Until date, only 12 cases have been described in English literature with solitary JXG of the spine.[124789101112131415] Table 1 summarizes the details of all the 12 cases. Four of these were in the cervical spine, 3 in the thoracic spine and 5 in the lumbosacral spine. JXG is a slow growing tumor and presents with features according to location of the tumor.

Table 1

Summary of the reported cases of JXG in the literature

On MRI, JXG is isointense to hyperintense on T1-weighted sequences and T2-weighted sequences with no or minimal contrast enhancement. According to Schultz et al.[16] spinal JXG does not enhance whereas enhancement can be seen in cerebral JXG. Spinal JXG should be distinguished from tumors of neural origin such as schwannoma, meningioma, lymphoma, etc., On gross examination, JXG usually are encapsulated with or without cystic component that is yellowish to gray in color. Definitive diagnosis can be made by pathological and immunohistochemical studies. Microscopically, JXG has foamy histiocytic cells with or without Touton giant cells in the background of mononuclear cell infiltrates. In immunohistochemistry studies, JXG has mononuclear cells, giant cells and spindle cells, which are positive for lysosomal stain and CD68, but negative for CD1a and S-100 proteins, which are reactive markers for Langerhans cells.

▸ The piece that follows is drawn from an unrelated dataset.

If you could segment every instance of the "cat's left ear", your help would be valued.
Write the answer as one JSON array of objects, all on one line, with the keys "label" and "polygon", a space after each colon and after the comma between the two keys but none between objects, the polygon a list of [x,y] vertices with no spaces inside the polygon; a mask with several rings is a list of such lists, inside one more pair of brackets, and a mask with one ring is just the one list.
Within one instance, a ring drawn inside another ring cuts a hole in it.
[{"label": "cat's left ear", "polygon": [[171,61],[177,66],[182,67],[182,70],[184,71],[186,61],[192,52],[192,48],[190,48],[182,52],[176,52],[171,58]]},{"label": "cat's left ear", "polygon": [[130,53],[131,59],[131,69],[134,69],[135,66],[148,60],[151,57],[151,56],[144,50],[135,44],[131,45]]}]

No standard treatment protocol for treatment of JXG of spine has been described as these lesions are extremely rare. These lesions are slow growing benign lesion without regression, unlike cutaneous lesions. Total excision of the tumor should be done with preservation of normal structures and cervical motion. Recurrence has not been reported after gross total excision. Of the 12 cases, two patients underwent partial excision after which they underwent radiotherapy, no recurrence was reported in these patients in follow-up. Despite these results, total excision of the tumor appears to be curative due to the benign nature of the tumor. As the natural course of solitary JXG is not known, so patient should be kept in the long term follow-up.

Our patient was treated with near total excision of the tumor with C5and C6 corpectomy using anterior cervical approach with bone grafting and spinal stabilization. Postoperatively, patient had significant improvement in spasticity and power in all four limbs.

Cutaneous JXG is commonly found in pediatrics patients but till date only 12 cases of solitary JXG of spine have been reported. To the best of our knowledge, our case is 13th case of solitary xanthogrnuloma of spine and 5th in the cervical spine. This is the third case in the pediatric age group affecting the cervical spine.

Conclusion

We present a histologically confirmed case of solitary JXG of the cervical spine in 15-year-old child. JXG should be considered to be a differential diagnosis for such tumors of the spine. Total excision of the tumor should be attempted with preservation of normal neural structures. As these lesions are benign, total excision appears to be curative. These patients should be kept in the long term follow-up as the natural course of these tumors is not known.